Cooking with Paula Deen Magazine

Difficulty: Easy

Prep time: 10 minutes

Cook time: 5 minutes

Servings: 4

Ingredients

Salad

  • 1 (5-ounce) container fresh spring mix lettuce
  • 2 fresh peaches, pitted and sliced
  • ½ cup thinly sliced halved English cucumber
  • ½ cup feta cheese
  • 2 tablespoons torn fresh basil
  • 2 tablespoons champagne vinegar
  • 1 tablespoon cane syrup
  • 1 tablespoon extra-virgin olive oil
  • ¾ teaspoon Kosher salt
  • ⅛ teaspoon crushed red pepper
  • Blackened Fried shrimp (recipe follows)

Blackened Fried Shrimp

  • 1 pound peeled and deveined extra-large fresh shrimp (tails left on)
  • 1½ tablespoons blackening seasoning
  • 1 tablespoon Olive oil

Directions

Salad

In a large bowl, stir together lettuces, peaches, cucumber, feta, and basil.

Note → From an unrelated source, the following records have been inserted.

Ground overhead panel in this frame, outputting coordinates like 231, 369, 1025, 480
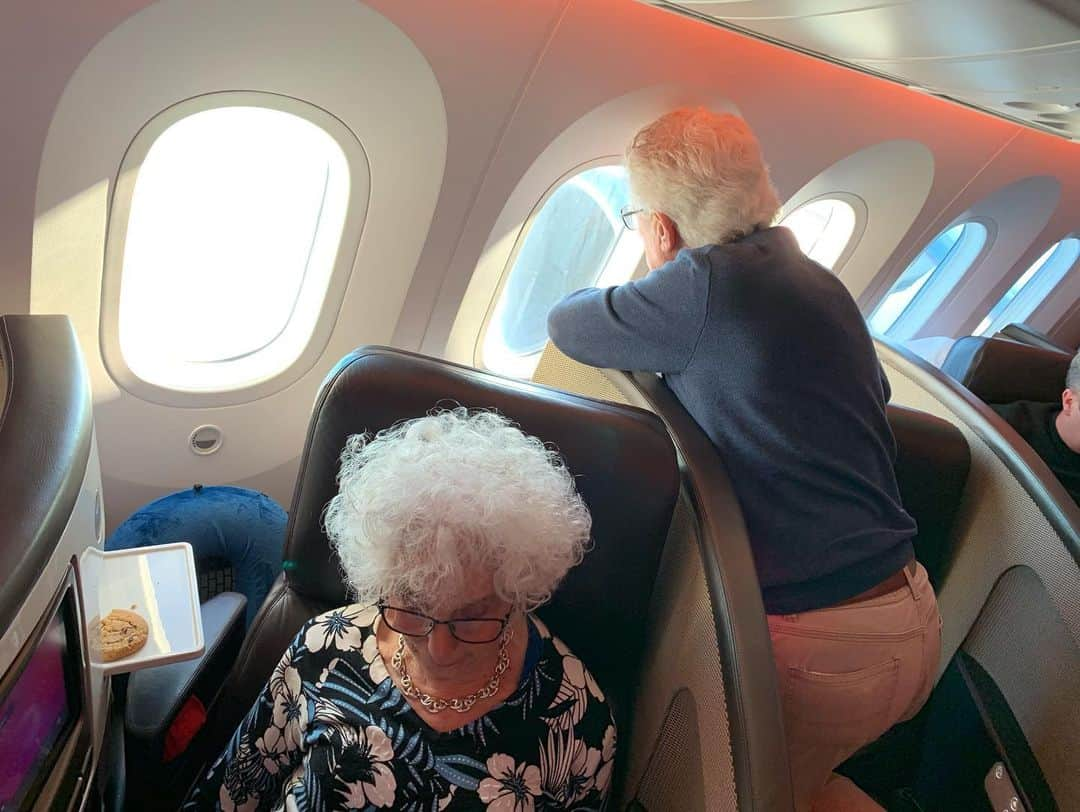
645, 0, 1080, 142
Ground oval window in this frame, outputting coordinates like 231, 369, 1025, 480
115, 104, 353, 392
976, 238, 1080, 335
779, 198, 857, 270
869, 222, 988, 338
483, 165, 641, 376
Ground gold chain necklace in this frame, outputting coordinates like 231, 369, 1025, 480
391, 627, 513, 714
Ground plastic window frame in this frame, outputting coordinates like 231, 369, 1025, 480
777, 192, 867, 275
976, 235, 1080, 336
475, 157, 645, 378
875, 218, 996, 341
100, 91, 370, 408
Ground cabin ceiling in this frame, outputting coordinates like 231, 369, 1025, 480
641, 0, 1080, 142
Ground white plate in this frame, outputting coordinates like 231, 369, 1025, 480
79, 542, 205, 675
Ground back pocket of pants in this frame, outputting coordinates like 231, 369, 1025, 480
785, 658, 900, 746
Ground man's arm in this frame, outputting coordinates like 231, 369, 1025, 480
546, 252, 710, 374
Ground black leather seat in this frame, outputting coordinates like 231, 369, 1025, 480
0, 315, 93, 635
941, 335, 1071, 405
887, 405, 970, 586
996, 322, 1075, 355
199, 346, 679, 801
611, 370, 794, 811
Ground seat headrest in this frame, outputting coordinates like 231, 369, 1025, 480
282, 346, 679, 722
940, 336, 1071, 405
887, 404, 970, 585
997, 322, 1074, 355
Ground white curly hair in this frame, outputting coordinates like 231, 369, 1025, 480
323, 408, 591, 612
626, 107, 780, 247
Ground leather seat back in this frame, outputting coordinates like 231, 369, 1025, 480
215, 346, 679, 770
997, 322, 1074, 355
941, 336, 1071, 405
888, 404, 970, 586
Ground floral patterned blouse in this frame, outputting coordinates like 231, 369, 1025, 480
186, 605, 615, 811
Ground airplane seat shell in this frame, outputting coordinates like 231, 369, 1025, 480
941, 335, 1071, 405
0, 314, 100, 812
0, 315, 93, 640
533, 343, 795, 810
195, 346, 680, 808
877, 338, 1080, 810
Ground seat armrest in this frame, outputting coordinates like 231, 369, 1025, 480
125, 592, 247, 747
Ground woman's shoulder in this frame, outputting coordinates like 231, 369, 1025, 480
518, 616, 618, 798
527, 616, 614, 723
293, 603, 379, 658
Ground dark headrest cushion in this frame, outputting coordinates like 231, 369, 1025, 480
888, 404, 970, 586
997, 323, 1074, 354
941, 336, 1071, 405
282, 346, 678, 723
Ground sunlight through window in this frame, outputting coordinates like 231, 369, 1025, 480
869, 222, 988, 339
483, 165, 641, 377
118, 106, 350, 391
779, 198, 857, 270
975, 238, 1080, 335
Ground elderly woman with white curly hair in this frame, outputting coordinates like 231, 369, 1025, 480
549, 108, 939, 812
190, 409, 615, 811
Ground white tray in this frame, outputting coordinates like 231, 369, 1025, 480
79, 543, 205, 675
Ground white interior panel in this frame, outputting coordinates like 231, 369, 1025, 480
779, 140, 934, 298
31, 0, 446, 531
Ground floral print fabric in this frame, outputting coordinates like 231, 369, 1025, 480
186, 605, 615, 811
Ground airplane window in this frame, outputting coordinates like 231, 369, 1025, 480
482, 165, 640, 377
975, 238, 1080, 336
778, 198, 857, 270
116, 105, 350, 392
868, 222, 988, 339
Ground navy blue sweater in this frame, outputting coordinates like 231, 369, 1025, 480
548, 227, 915, 614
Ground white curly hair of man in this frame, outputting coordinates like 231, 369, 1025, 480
626, 107, 780, 247
323, 408, 591, 612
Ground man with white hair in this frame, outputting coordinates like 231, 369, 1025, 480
992, 348, 1080, 506
549, 108, 940, 811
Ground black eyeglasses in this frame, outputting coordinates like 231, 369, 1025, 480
620, 204, 645, 231
377, 602, 511, 644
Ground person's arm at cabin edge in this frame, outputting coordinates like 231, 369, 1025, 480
546, 252, 710, 374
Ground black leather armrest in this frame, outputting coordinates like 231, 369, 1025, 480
125, 592, 246, 749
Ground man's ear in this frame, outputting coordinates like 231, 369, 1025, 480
1062, 388, 1074, 415
655, 212, 681, 252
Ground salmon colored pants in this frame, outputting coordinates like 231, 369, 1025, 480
768, 562, 942, 812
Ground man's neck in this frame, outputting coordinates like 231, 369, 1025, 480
1054, 409, 1080, 455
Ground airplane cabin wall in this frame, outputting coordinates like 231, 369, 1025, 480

In a small bowl, whisk together vinegar, cane syrup, oil, salt, and red pepper. Pour vinegar mixture over salad mixture; gently toss until combined. Serve with Blackened Fried Shrimp.

Blackened Fried Shrimp

If preheating is recommended by your air fryer manual, preheat fryer to 400°.

In a medium bowl, stir together all ingredients until well coated.

Arrange shrimp in an even layer in air fryer basket. Set temperature to 400°, and cook until firm and browned, about 5 minutes, turning shrimp halfway through cooking.